WASHINGTON, D.C. – In case you missed it, U.S. Sen. Sherrod Brown (D-OH) – Ranking Member of the U.S. Senate Committee on Banking, Housing, and Urban Affairs – penned an op-ed in Wired Magazine today about his proposal, the Data Accountability and Transparency Act of 2020, which creates a new framework for Americans to hold corporations, big tech, and the government responsible for how they collect and protect personal data.
“Privacy is a civil right. But corporations force you to sign it away every day,” said Brown.
You can read Brown’s Wired op-ed here and below:
By: Sherrod Brown
June 29, 2020
BE HONEST—HAVE YOU ever read a privacy disclosure? Even once?
And even if you do have handfuls of advanced degrees and a superhuman ability to read the hundreds of privacy policies you agree to every year, clicking No isn’t a realistic option when you depend on the service. So most of us click Yes and agree to sign away our information, because our credit cards, mortgages, car loans, bank accounts, health apps, smart phones, and email accounts all require us to. It’s simply the price of admission.
Privacy is a civil right. But corporations force you to sign it away every day.
There’s a reason these privacy and data agreements are impossible to understand and to avoid: They were never meant to protect you—they are meant to protect Big Tech.
We don’t expect citizens to be aeronautical engineers, making sure they understand all the risks of flying, and then sign a form giving away their right to sue if the plane goes down. In the same way, we can’t expect everyone to be a privacy expert just so they can protect their families from corporations that want to exploit their data.
To reclaim our privacy we need to limit the amount of personal information that’s out there.
That’s why I wrote a bill that takes the burden off of consumers and puts it where it should be: on Big Tech. My plan separates innovative and helpful uses of data from the abusive and invasive practices that have become commonplace. It creates an agency to monitor companies that collect data and gives everyday Americans powerful legal tools to hold those companies accountable. It also bans facial recognition, an immature and dangerous technology, outright.

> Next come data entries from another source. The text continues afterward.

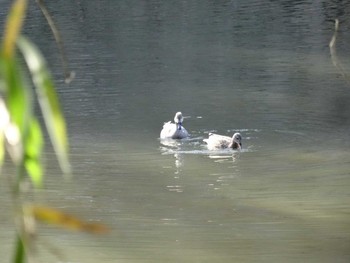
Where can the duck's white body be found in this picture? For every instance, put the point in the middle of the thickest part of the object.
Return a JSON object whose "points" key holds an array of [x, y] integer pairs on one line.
{"points": [[174, 130], [216, 141]]}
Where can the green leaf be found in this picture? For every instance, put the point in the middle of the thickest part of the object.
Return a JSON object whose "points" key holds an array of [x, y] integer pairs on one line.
{"points": [[2, 149], [33, 150], [13, 26], [48, 100], [19, 256], [18, 96]]}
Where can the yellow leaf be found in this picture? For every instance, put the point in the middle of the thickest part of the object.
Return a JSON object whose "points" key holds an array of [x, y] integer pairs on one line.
{"points": [[52, 216]]}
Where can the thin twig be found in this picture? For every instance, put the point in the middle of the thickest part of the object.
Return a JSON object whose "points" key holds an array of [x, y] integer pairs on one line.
{"points": [[69, 75]]}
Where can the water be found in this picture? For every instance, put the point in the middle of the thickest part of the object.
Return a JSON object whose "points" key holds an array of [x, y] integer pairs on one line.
{"points": [[262, 69]]}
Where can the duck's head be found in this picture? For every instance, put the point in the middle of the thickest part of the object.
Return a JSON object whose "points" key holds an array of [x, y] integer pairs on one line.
{"points": [[236, 142], [178, 119]]}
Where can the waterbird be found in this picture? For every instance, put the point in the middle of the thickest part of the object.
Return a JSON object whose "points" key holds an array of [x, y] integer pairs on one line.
{"points": [[216, 141], [174, 130]]}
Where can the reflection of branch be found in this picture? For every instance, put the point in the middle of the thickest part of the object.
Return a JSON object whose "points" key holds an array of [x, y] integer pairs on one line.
{"points": [[68, 75], [334, 57]]}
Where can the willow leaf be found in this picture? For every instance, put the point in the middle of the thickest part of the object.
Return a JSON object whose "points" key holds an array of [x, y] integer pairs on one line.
{"points": [[33, 149], [48, 100], [18, 99], [13, 27]]}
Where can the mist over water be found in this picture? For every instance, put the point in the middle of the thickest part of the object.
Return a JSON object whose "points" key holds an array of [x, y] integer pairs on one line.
{"points": [[259, 68]]}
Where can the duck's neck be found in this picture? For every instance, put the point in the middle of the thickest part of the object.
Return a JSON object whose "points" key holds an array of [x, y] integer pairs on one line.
{"points": [[178, 126]]}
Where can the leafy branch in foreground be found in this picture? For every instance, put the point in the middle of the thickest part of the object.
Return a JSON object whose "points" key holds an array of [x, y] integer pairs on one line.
{"points": [[21, 135]]}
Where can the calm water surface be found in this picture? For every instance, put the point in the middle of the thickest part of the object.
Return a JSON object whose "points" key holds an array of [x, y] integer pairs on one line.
{"points": [[261, 68]]}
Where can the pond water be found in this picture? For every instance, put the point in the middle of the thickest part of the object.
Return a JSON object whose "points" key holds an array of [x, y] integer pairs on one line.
{"points": [[262, 68]]}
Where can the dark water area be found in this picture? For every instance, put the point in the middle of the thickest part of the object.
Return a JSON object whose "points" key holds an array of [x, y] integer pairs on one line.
{"points": [[262, 68]]}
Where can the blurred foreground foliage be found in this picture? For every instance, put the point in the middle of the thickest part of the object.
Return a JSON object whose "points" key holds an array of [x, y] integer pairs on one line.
{"points": [[21, 135]]}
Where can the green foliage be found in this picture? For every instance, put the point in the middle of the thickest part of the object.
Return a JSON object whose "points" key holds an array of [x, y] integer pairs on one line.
{"points": [[20, 132]]}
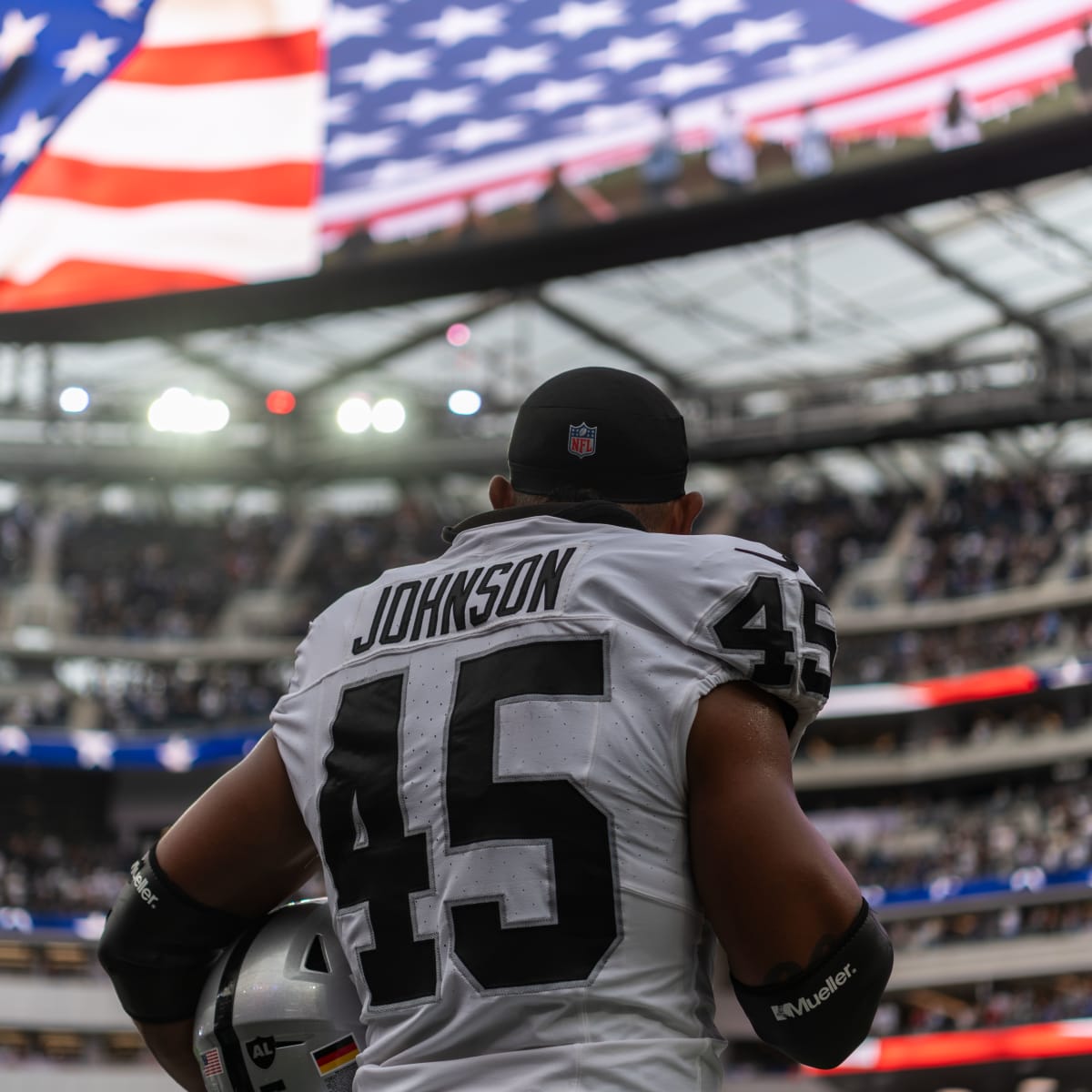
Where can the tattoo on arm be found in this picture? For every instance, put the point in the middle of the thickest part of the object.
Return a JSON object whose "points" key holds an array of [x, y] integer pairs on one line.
{"points": [[782, 972]]}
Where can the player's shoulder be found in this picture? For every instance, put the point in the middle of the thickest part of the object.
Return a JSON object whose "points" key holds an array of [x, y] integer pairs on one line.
{"points": [[697, 561]]}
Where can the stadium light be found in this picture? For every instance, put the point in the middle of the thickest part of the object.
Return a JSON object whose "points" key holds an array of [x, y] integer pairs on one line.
{"points": [[389, 415], [464, 403], [279, 402], [177, 410], [458, 334], [354, 415], [74, 399]]}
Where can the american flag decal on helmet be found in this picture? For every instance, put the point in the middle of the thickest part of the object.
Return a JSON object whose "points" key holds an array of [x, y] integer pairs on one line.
{"points": [[582, 440]]}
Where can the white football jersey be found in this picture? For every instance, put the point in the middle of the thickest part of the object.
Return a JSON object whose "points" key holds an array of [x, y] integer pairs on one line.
{"points": [[490, 751]]}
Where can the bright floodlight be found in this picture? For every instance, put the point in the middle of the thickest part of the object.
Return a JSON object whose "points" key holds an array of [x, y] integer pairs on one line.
{"points": [[458, 334], [354, 415], [389, 415], [75, 399], [178, 410], [464, 403]]}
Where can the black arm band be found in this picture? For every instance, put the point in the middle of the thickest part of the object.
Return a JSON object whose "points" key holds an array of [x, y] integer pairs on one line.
{"points": [[158, 945], [822, 1015]]}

My bill would drastically scale back the permitted uses of your personal data, banning companies from collecting any data that isn’t strictly necessary to provide you with the service you asked for. For example, signing up for a credit card online won’t give the bank the right to use your data for anything else—not marketing, and certainly not to use that data to sign you up for five more accounts you didn’t ask for (we’re looking at you, Wells Fargo).
It’s not only the specific companies you sign away your data to that profit off it—they sell it to other companies you’ve never heard of, without your knowledge. And all of that data flowing through online stores and social media sites can be harvested by the government too. There’s no check box to opt out of that. When you sign away your privacy rights to a corporation, you’ve basically given the government permission to sift through your secrets as well.
Recently, a company called Clearview AI scoured the internet to train facial-recognition technology that it sold to law enforcement around the country. Facial recognition is reportedly being used by police in Minneapolis and other places, to target Black Lives Matter protesters exercising their First Amendment rights. And this dangerous and powerful technology was responsible for the wrongful arrest of a man in Michigan. Do you know anyone who consented to that?
You might hear arguments from tech companies that my proposal would stifle innovation and interrupt their business model. My answer to that is, yes, if your business model is built on exploiting people, we want to stop it. Silicon Valley should respond by doing what it has always done best: innovating. The reason Big Tech hasn’t come up with a business model that doesn’t rely on spying on people isn’t because they can’t, it’s because they haven’t tried. Americans have been getting free media in exchange for listening to or reading advertisements for decades, and it never required an invasion of privacy.
I am confident that if we raise the bar, smart engineers and others will meet it. They have before.
I will never forget the year the Cuyahoga River in Cleveland, Ohio, where I live, caught fire. It was 1969, and at the time, there were almost no environmental standards—cities were covered in smog, and waterways were so polluted they burned. After that fire made national headlines, Americans began to wake up, and in 1970 Congress passed the Clean Air Act. Shortly after that, the Environmental Protection Agency set a bold goal: drastically reduce vehicle emissions.
Auto manufacturers went berserk. It was impossible, they said. Automobile assembly lines would have to be shut down. The few cars that could be manufactured to meet the tough new standards would be too expensive for most American families.
It never fails to amaze me how corporate executives underestimate American ingenuity and American workers.
Just a few years later, the industry invented and mass-produced the catalytic converter that we all have on our cars today, reducing smog and other air pollution, like lead, across the country. American industries were innovative enough in the ’70s to tackle big social problems, and I think they’re just as innovative today. But just like 50 years ago, we need to challenge them if we want results.